What does it mean to “pay thy devotions unto the Most High” (verse 10)? This means that we will remember, worship, and serve the Lord with all our heart, mind, might, and strength. Our devotions to God reflect our feelings for Him. President Russell M. Nelson of the Quorum of the Twelve Apostles taught:
How do we hallow the Sabbath Day? In my much younger years, I studied the work of others who had compiled lists of things to do and things not to do on the Sabbath. It wasn’t until later that I learned from the scriptures that my conduct and my attitude on the Sabbath constituted a sign between me and my Heavenly Father. With that understanding, I no longer needed lists of dos and don’ts. When I had to make a decision whether or not an activity was appropriate for the Sabbath, I simply asked myself, “What sign do I want to give to God? That question made my choices about the Sabbath day crystal clear….
How can you ensure that your behavior on the Sabbath will lead to joy and rejoicing? In addition to your going to church, partaking of the sacrament, and being diligent in your specific call to serve, what other activities would help to make the Sabbath a delight for you? What sign will you give to the Lord to show your love for Him? (“The Sabbath Is a Delight,” Ensign, May 2015, 130).

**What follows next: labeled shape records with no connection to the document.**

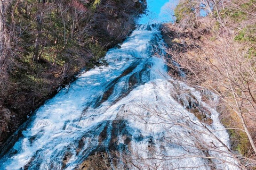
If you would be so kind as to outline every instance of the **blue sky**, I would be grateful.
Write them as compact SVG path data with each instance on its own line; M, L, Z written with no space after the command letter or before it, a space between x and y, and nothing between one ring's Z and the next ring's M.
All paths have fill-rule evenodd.
M179 0L148 0L147 3L148 15L143 16L139 23L158 23L174 20L173 10Z

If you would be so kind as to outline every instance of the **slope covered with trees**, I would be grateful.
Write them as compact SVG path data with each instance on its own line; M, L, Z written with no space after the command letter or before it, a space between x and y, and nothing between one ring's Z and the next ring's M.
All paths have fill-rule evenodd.
M0 1L0 146L60 86L102 62L145 0Z
M216 106L232 149L249 169L256 152L255 4L254 0L181 1L174 10L176 22L163 29L172 58L170 74L218 95ZM179 76L180 70L185 78Z

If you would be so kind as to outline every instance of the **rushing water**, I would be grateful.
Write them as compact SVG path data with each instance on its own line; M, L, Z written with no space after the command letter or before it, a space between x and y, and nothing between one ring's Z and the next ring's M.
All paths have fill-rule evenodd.
M108 65L36 111L10 139L0 169L102 169L101 162L116 169L238 168L212 106L218 98L168 75L164 50L158 27L138 26L107 53Z

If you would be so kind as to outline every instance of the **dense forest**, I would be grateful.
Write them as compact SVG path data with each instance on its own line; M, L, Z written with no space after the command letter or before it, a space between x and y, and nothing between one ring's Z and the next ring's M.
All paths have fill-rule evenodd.
M0 1L0 146L82 68L104 62L146 1Z
M231 149L244 156L242 160L254 163L255 4L254 0L181 1L174 11L175 23L164 24L162 31L172 57L170 73L199 90L205 88L220 96L217 107ZM186 73L186 79L179 76L180 69ZM211 124L201 110L190 111Z

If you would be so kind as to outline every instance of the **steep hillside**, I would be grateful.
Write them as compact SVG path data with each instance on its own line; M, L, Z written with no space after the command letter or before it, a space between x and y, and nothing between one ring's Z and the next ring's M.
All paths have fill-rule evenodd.
M175 10L176 23L164 24L162 31L172 57L170 74L180 79L182 70L186 73L182 81L218 95L215 106L232 149L242 160L254 163L255 4L254 0L181 1Z
M144 0L0 2L0 147L82 68L121 43Z

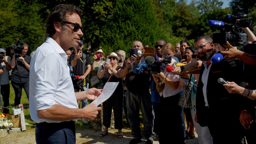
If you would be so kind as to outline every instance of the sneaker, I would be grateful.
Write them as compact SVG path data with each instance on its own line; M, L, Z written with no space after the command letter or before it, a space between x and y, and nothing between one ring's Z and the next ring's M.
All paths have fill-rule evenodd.
M137 144L139 142L141 141L140 140L136 140L136 139L133 139L132 140L130 141L129 144Z
M153 144L153 141L150 140L148 140L146 141L146 144Z
M82 121L83 123L84 124L88 124L88 121L87 121L87 120L84 119L84 118L81 118L81 121Z

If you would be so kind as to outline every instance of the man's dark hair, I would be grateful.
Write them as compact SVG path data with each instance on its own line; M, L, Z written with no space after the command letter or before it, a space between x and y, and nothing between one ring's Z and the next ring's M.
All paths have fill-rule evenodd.
M47 36L51 37L56 31L53 24L54 22L62 22L66 20L66 15L71 15L74 13L79 16L82 11L80 8L71 4L60 4L54 8L48 16L46 21L46 33Z
M212 38L210 36L208 35L201 35L196 37L196 39L195 39L194 42L196 42L203 39L204 39L205 40L205 41L208 42L212 43L212 41L213 41Z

Even though the Sabbath day is hallowed as a day to rest from our labors, it is not an invitation for us to be lazy. The Lord explained that the Saints were to “offer thine oblations and thy sacraments unto the Most High, confessing thy sins” (verse 12). He also explained that the Saints should prepare simple meals rather than extravagant feasts. President Spencer W. Kimball (1895-1985) taught: “The Sabbath is a holy day in which to do worthy and holy things. Abstinence from work and recreation is important, but insufficient. The Sabbath calls for constructive thoughts and acts, and if one merely lounges about doing nothing on the Sabbath, he is breaking it” (Teaching of Presidents of the Church: Spencer W. Kimball , 170).